The mailman for our building – a man whom I often run down to say hello so I can hear his complaints (he has a very particular style of complaining that makes me really happy) – well, he was on the other side of our block dutifully* delivering mail, when he saw that someone from another shift had delivered our package to the building across the street.
He was so annoyed, sooooo** annoyed, that he took the package, walked around the block, into our building, up four flights of stairs, to hand me the package and correct this heinous blunder by some unnerving fool, even though he still has to come back later to deliver the rest of our mail. “It SAYS the address on there, IT SAYS IT ON THERE! 123, not 132!” he exclaimed in exasperated frustration.

While staring at his face, I had about a million flashbacks to every time I’ve experienced this emotion or observed it in others.
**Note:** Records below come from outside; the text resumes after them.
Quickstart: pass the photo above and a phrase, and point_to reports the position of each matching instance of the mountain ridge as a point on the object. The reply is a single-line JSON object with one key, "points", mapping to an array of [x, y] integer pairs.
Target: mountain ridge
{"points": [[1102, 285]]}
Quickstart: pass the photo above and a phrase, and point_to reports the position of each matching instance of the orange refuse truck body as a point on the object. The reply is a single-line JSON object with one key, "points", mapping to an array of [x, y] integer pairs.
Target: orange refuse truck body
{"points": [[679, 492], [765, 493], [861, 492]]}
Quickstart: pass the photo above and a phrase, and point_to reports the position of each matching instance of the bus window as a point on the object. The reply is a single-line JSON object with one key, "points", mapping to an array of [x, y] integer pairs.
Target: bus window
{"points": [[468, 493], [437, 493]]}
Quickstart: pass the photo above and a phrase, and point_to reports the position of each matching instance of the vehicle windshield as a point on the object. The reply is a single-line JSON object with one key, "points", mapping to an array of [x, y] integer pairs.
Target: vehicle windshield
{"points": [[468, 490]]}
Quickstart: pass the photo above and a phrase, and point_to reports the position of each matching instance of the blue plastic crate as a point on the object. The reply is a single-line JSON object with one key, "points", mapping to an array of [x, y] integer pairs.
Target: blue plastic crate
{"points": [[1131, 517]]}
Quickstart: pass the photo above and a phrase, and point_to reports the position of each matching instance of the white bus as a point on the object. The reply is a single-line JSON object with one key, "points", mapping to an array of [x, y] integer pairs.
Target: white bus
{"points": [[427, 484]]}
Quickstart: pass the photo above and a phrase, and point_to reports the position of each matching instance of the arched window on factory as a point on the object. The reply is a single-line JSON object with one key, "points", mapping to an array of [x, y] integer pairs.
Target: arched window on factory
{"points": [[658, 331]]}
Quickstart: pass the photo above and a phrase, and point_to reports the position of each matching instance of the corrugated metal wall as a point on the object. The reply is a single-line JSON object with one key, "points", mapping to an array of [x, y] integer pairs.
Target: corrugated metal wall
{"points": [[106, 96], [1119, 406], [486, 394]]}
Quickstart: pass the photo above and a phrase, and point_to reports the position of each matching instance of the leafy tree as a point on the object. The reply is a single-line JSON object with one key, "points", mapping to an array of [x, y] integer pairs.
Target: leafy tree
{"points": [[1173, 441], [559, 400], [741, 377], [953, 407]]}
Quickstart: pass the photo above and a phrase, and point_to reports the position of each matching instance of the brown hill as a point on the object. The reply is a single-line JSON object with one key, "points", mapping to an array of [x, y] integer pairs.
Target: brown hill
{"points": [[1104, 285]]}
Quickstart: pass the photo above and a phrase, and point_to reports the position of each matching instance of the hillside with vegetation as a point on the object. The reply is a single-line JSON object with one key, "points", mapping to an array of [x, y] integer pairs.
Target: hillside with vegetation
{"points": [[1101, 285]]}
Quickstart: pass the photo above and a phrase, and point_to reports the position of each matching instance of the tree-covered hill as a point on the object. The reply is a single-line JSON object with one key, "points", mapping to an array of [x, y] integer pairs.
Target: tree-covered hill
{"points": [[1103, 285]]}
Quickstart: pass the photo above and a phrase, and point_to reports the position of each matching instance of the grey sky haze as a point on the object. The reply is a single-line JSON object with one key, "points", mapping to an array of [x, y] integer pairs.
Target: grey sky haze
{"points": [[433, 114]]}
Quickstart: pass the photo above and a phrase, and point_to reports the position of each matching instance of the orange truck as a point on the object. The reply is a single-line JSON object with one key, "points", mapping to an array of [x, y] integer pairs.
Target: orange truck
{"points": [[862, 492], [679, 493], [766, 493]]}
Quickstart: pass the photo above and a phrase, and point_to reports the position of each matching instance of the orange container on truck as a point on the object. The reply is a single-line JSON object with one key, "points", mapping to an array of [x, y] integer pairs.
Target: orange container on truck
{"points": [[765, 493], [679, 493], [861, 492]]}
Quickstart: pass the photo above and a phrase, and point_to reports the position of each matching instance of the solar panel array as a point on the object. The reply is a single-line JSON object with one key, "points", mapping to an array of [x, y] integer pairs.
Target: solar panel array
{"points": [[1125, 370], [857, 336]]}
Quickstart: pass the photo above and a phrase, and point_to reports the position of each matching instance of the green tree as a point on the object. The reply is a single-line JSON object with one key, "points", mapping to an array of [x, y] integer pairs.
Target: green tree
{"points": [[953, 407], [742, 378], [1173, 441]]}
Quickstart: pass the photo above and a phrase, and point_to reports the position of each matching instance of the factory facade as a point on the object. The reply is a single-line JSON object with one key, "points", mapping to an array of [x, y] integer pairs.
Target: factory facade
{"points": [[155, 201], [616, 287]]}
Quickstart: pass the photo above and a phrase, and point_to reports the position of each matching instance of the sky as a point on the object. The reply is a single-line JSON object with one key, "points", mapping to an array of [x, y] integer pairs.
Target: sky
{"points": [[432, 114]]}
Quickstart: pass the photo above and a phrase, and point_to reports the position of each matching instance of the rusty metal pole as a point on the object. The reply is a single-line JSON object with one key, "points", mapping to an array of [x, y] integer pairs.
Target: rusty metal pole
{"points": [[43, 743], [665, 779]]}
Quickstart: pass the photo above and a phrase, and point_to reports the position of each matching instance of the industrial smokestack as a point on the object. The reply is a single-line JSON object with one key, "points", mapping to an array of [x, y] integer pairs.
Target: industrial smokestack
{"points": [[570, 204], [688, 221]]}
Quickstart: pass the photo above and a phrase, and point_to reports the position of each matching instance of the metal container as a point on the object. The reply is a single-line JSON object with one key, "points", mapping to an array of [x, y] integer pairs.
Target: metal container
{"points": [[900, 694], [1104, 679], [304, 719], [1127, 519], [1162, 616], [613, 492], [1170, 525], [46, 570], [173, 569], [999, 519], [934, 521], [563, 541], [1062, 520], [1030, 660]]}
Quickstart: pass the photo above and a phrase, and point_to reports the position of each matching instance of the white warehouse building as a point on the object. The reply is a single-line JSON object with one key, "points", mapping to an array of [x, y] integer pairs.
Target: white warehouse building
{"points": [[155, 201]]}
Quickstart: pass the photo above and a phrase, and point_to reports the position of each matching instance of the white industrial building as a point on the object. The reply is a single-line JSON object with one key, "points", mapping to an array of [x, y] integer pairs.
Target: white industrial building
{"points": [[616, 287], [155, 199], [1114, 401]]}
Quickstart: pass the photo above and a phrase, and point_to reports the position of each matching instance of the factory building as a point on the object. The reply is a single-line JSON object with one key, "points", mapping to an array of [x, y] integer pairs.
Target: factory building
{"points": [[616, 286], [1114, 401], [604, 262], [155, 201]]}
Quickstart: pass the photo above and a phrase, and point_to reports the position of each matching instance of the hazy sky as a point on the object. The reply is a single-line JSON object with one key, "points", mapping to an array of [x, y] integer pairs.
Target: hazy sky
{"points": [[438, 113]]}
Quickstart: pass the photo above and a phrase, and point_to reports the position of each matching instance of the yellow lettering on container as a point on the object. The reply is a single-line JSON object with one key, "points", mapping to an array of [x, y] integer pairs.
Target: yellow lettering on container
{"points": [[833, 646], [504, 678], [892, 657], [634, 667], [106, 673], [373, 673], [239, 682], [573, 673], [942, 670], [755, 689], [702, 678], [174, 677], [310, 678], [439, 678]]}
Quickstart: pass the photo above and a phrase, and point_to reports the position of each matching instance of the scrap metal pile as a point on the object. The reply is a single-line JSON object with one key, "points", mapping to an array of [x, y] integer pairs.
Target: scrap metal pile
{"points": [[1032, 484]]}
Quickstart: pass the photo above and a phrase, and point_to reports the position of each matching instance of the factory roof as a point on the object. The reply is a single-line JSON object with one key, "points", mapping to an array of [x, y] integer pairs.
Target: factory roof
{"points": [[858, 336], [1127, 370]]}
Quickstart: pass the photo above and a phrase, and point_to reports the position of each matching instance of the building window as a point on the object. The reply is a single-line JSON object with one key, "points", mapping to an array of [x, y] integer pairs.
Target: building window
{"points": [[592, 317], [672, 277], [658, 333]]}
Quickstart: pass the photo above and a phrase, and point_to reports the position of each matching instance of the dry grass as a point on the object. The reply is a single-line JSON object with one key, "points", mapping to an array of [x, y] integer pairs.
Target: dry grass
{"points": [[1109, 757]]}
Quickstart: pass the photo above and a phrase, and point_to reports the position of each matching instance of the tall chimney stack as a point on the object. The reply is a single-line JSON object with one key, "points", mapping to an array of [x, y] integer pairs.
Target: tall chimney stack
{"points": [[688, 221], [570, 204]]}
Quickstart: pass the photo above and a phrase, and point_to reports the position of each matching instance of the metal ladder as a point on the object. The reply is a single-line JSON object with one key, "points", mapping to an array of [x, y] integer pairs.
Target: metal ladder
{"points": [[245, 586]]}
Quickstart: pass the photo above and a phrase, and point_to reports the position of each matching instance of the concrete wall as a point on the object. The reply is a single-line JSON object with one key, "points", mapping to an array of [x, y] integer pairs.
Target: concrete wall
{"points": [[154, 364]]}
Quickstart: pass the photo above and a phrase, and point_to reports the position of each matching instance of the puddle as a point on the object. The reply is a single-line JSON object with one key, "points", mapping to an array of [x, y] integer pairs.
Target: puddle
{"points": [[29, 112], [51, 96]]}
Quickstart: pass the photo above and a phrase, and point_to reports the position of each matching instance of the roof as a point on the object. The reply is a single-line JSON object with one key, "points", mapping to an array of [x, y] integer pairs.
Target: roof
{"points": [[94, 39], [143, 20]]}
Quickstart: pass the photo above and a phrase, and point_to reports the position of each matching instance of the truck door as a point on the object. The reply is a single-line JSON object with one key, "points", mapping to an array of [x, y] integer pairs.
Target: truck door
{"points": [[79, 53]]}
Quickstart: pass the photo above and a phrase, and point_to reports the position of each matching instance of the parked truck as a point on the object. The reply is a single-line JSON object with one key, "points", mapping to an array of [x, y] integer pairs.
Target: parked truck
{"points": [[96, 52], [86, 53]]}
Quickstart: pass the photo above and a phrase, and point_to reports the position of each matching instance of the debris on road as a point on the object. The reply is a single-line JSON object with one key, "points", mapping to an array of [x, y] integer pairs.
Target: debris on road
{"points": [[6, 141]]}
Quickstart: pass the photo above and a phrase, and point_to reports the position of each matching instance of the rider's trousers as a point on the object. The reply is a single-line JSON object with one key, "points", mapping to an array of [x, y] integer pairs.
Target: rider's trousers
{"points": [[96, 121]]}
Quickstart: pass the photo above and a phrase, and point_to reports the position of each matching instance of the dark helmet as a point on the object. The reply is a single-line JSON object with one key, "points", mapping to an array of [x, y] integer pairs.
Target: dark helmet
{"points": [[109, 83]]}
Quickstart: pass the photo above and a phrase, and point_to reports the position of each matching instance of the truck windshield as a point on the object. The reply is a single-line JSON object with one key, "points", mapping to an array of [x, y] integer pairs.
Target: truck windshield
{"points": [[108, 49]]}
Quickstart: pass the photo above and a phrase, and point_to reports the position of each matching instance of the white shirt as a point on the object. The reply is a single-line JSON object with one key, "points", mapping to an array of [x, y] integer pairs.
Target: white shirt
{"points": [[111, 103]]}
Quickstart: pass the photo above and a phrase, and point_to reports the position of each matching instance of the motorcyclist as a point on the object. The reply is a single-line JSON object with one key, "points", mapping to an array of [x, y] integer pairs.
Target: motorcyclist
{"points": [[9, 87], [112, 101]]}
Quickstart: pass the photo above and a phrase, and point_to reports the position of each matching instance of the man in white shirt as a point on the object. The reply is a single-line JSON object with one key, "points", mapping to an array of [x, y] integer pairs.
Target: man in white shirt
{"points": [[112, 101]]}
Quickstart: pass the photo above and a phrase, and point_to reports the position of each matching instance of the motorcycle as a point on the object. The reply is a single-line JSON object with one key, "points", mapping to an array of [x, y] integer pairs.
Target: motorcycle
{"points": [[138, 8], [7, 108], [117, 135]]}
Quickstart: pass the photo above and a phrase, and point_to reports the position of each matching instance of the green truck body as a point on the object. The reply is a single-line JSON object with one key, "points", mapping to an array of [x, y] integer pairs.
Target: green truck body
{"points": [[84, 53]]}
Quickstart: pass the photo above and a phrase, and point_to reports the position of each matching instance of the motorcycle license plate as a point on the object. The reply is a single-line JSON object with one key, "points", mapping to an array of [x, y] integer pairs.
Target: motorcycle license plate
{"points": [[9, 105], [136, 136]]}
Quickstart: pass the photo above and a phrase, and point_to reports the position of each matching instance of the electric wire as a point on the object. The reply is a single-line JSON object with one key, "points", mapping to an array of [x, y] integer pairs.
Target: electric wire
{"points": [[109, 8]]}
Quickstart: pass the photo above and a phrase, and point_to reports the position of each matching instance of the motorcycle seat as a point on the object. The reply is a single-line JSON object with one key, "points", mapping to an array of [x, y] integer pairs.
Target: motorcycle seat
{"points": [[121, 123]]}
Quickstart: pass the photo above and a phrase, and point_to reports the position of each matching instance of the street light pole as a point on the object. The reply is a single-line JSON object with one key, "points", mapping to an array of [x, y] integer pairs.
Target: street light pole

It was the best: like staring into the universe of a very particular emotion as it recedes into the past, connected to every emotion that came before it and will come after it, every eye roll, every grunt or sigh, every desire to flip over a table, every “I just can’t” that has existed in all of the languages of human expression. Exhilarating.
*Why hasn’t this word been shortened to ‘dutily’?
**Oh the frustration of writing an assignment for school or work and not being able to convey how much you mean something by adding extra letters because it’s not ‘proper English’. This is why the majority of the populace cares not for grammar, and neither shall I.